Hybrid Intelligent Systems in Control, Pattern Recognition and Medicine
Title | Hybrid Intelligent Systems in Control, Pattern Recognition and Medicine PDF eBook |
Author | Oscar Castillo |
Publisher | Springer Nature |
Pages | 354 |
Release | 2019-11-23 |
Genre | Technology & Engineering |
ISBN | 3030341356 |
This book describes the latest advances in fuzzy logic, neural networks and optimization algorithms, as well as their hybrid combinations, and their applications in areas such as: intelligent control and robotics, pattern recognition, medical diagnosis, time series prediction, and optimization of complex problems. The book is divided into five main parts. The first part proposes new concepts and algorithms based on type-1 and type-2 fuzzy logic and their applications; the second explores new concepts and algorithms in neural networks and fuzzy logic applied to recognition. The third part examines the theory and practice of meta-heuristics in various areas of application, while the fourth highlights diverse applications of fuzzy logic, neural networks and hybrid intelligent systems in medical contexts. Finally, the fifth part focuses on applications of fuzzy logic, neural networks and meta-heuristics to robotics problems.

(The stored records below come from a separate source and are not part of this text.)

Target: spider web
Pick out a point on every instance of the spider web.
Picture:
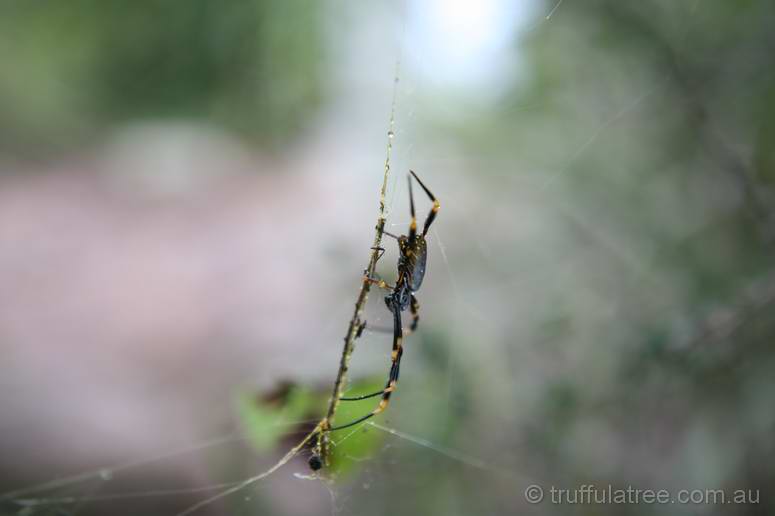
(457, 429)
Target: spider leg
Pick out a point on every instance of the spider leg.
(414, 307)
(413, 224)
(390, 386)
(381, 251)
(434, 209)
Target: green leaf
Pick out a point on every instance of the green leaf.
(266, 419)
(352, 446)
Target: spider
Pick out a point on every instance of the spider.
(413, 251)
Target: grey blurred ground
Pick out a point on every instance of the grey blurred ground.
(188, 193)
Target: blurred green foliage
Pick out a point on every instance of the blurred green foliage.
(78, 68)
(266, 421)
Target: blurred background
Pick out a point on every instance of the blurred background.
(188, 192)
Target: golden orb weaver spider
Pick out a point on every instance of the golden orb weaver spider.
(413, 252)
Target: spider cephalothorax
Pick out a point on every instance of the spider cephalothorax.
(413, 252)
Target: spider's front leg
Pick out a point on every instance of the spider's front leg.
(390, 386)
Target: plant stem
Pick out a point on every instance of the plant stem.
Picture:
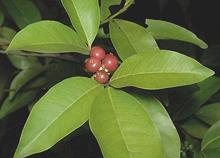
(126, 6)
(57, 56)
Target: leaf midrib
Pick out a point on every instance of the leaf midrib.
(143, 73)
(56, 118)
(131, 43)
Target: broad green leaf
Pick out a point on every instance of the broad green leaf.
(1, 17)
(211, 139)
(122, 128)
(164, 69)
(166, 30)
(211, 56)
(129, 38)
(188, 102)
(24, 12)
(195, 128)
(209, 113)
(63, 109)
(85, 17)
(163, 122)
(6, 35)
(23, 78)
(48, 37)
(213, 153)
(23, 62)
(105, 7)
(22, 99)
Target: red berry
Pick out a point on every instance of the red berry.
(101, 77)
(97, 52)
(110, 62)
(93, 64)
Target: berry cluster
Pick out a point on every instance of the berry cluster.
(101, 64)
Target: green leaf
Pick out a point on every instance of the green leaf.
(22, 99)
(166, 30)
(122, 127)
(164, 69)
(105, 7)
(48, 37)
(213, 153)
(6, 35)
(23, 78)
(63, 109)
(85, 17)
(188, 102)
(161, 119)
(24, 12)
(195, 128)
(23, 62)
(209, 113)
(129, 38)
(211, 139)
(1, 17)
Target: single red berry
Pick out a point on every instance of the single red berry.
(97, 52)
(101, 77)
(110, 62)
(92, 64)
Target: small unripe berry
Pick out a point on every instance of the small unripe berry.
(101, 77)
(110, 62)
(97, 52)
(92, 65)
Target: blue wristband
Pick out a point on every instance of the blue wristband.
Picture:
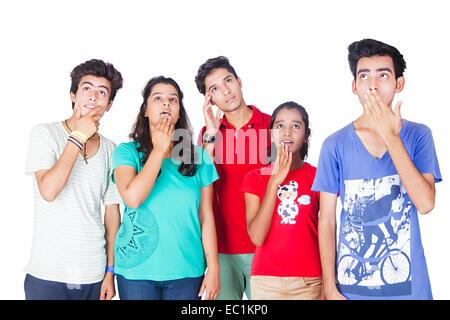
(110, 269)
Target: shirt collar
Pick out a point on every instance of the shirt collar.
(256, 119)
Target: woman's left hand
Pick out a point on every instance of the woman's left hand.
(211, 283)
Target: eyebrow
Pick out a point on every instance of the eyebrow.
(170, 94)
(92, 85)
(226, 77)
(378, 70)
(281, 120)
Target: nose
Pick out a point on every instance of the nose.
(287, 132)
(225, 90)
(373, 83)
(93, 96)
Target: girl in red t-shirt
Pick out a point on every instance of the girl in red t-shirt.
(282, 214)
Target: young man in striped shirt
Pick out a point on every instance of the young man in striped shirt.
(70, 163)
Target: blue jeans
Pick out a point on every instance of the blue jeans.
(38, 289)
(180, 289)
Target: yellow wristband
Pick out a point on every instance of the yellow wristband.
(79, 134)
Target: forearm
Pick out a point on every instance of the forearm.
(209, 241)
(419, 190)
(112, 224)
(209, 147)
(135, 193)
(327, 247)
(259, 226)
(53, 181)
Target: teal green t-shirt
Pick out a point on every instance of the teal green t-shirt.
(161, 239)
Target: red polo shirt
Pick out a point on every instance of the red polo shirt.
(236, 152)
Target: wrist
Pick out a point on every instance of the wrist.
(109, 270)
(391, 140)
(209, 138)
(211, 132)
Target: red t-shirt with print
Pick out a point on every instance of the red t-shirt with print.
(291, 248)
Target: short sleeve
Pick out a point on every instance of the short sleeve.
(111, 195)
(125, 154)
(425, 158)
(207, 169)
(253, 183)
(327, 175)
(42, 150)
(200, 137)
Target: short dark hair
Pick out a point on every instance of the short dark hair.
(369, 48)
(292, 105)
(96, 68)
(210, 65)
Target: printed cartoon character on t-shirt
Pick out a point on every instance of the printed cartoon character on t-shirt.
(287, 208)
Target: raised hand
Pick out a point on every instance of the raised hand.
(282, 165)
(385, 122)
(212, 122)
(162, 134)
(88, 124)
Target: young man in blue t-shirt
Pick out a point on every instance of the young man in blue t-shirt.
(384, 170)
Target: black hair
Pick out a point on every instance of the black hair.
(141, 130)
(96, 68)
(211, 64)
(292, 105)
(369, 48)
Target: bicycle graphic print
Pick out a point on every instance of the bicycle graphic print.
(374, 242)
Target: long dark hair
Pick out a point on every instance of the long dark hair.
(141, 131)
(305, 117)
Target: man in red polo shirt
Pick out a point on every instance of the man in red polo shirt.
(238, 143)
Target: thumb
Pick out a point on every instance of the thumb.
(397, 108)
(77, 113)
(202, 289)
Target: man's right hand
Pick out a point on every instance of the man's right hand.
(334, 294)
(212, 122)
(88, 124)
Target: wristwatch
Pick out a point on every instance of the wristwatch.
(208, 139)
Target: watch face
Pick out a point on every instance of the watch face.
(208, 139)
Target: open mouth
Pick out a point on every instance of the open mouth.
(229, 100)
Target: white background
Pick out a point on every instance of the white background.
(283, 50)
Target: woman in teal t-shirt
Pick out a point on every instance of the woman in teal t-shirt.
(166, 182)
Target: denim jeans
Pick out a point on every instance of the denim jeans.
(38, 289)
(180, 289)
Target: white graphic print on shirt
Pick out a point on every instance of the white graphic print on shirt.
(287, 208)
(374, 244)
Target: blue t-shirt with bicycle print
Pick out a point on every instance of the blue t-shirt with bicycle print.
(379, 250)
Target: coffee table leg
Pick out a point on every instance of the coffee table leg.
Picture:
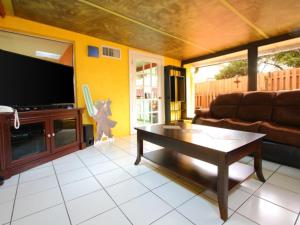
(139, 149)
(258, 164)
(222, 188)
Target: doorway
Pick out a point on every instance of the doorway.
(146, 90)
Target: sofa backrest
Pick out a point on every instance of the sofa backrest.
(225, 106)
(286, 108)
(256, 106)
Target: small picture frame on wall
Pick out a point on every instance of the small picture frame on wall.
(93, 51)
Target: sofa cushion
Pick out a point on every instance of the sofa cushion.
(256, 106)
(281, 134)
(286, 110)
(236, 124)
(210, 122)
(225, 106)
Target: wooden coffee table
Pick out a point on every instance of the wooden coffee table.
(206, 155)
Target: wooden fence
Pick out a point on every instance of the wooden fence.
(206, 92)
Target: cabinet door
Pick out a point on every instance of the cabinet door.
(64, 132)
(29, 142)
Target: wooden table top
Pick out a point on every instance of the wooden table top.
(218, 139)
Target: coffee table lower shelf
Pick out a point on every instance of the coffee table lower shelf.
(196, 170)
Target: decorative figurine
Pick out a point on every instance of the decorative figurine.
(104, 124)
(100, 111)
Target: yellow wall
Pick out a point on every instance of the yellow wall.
(107, 78)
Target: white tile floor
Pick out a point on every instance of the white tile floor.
(101, 186)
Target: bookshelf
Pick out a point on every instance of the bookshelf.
(175, 93)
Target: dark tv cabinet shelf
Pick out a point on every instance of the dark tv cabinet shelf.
(44, 135)
(175, 93)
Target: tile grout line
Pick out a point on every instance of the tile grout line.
(63, 198)
(297, 219)
(105, 192)
(50, 207)
(236, 211)
(15, 199)
(173, 208)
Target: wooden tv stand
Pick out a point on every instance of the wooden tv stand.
(44, 135)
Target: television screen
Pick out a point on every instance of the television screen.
(27, 81)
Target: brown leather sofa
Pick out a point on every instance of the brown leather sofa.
(276, 114)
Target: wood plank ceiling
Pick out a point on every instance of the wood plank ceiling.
(176, 28)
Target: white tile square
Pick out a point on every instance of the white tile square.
(126, 161)
(74, 175)
(282, 197)
(64, 167)
(7, 194)
(36, 174)
(174, 194)
(246, 159)
(42, 166)
(36, 202)
(111, 217)
(145, 209)
(70, 158)
(36, 186)
(285, 182)
(172, 218)
(113, 177)
(91, 153)
(95, 160)
(88, 206)
(152, 179)
(237, 219)
(267, 174)
(265, 213)
(250, 185)
(6, 211)
(55, 215)
(137, 170)
(289, 171)
(102, 167)
(201, 210)
(235, 199)
(126, 190)
(79, 188)
(116, 154)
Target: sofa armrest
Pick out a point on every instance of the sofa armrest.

Fuzzy Logic and Neural Networks for Hybrid Intelligent System Design
Title | Fuzzy Logic and Neural Networks for Hybrid Intelligent System Design PDF eBook |
Author | Oscar Castillo |
Publisher | Springer Nature |
Pages | 254 |
Release | 2023-01-27 |
Genre | Technology & Engineering |
ISBN | 3031220420 |
This book covers recent developments on fuzzy logic, neural networks and optimization algorithms, as well as their hybrid combinations. In addition, the above-mentioned methods are applied to areas such as intelligent control and robotics, pattern recognition, medical diagnosis, time series prediction and optimization of complex problems. Nowadays, the main topic of the book is highly relevant, as most current intelligent systems and devices in use utilize some form of intelligent feature to enhance their performance. In addition, on the theoretical side, new and advanced models and algorithms of type-2 and type-3 fuzzy logic are presented, which are of great interest to researchers working on these areas. Also, new nature-inspired optimization algorithms and innovative neural models are put forward in the manuscript, which are very popular subjects, at this moment. There are contributions on theoretical aspects as well as applications, which make the book very appealing to a wide audience, ranging from researchers to professors and graduate students.